La Cour suprême suspend son ordonnance sur l'exploitation minière dans les Aravalli au milieu des protestations publiques

La Cour suprême a suspendu lundi son ordonnance du 20 novembre sur la nouvelle définition des Aravallis, invoquant la dissension publique. L'ancien ministre en chef du Rajasthan Ashok Gehlot a accusé le ministre de l'Environnement de l'Union Bhupender Yadav de tromper les gens. Il a averti que même 0,19 % de la superficie pourrait permettre plus de 27 000 mines légales, causant des dommages environnementaux massifs.

La Cour suprême a suspendu son ordonnance du 20 novembre sur la nouvelle définition des Aravallis, proposée par le Centre le 13 octobre et acceptée au milieu d'une controverse pour exclure près de 90 % des collines des protections contre l'exploitation minière et le développement.

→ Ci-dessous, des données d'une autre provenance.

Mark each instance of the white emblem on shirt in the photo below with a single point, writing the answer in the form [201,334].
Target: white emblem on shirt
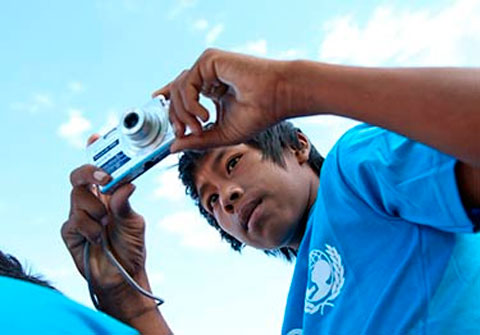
[326,279]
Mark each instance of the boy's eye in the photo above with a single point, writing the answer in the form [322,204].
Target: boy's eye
[232,162]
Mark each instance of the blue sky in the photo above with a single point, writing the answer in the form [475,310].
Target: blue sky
[70,68]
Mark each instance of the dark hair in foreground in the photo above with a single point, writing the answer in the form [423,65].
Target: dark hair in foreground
[11,267]
[272,143]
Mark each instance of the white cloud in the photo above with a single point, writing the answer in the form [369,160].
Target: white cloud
[75,128]
[193,230]
[179,7]
[450,36]
[200,24]
[76,87]
[255,48]
[37,103]
[290,54]
[213,34]
[324,130]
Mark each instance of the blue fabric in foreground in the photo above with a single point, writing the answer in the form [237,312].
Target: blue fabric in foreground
[28,308]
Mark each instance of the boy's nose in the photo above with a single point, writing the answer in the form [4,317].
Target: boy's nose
[230,198]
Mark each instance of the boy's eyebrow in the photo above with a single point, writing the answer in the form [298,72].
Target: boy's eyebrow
[216,160]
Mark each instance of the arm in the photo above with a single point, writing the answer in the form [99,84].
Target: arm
[438,106]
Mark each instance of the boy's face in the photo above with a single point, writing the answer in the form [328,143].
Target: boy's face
[255,200]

Dans une interview accordée à The Indian Express, l'ancien ministre en chef du Rajasthan Ashok Gehlot a accueilli favorablement la décision, déclarant : « Nous accueillons la décision de la Cour suprême. Nous étions optimistes et attendions un tel ordre car le mouvement populaire (jan andolan) qui a commencé à travers le pays – nous avions simplement appelé les gens à changer leur photo de profil (DP) – mais le soutien du public qui a transcendé la politique… et tout le monde était impliqué, des étudiants et des jeunes aux citoyens ordinaires, activistes et opinions d'experts qui ont aidé à créer un tel environnement que la Cour suprême a pris connaissance d'office. »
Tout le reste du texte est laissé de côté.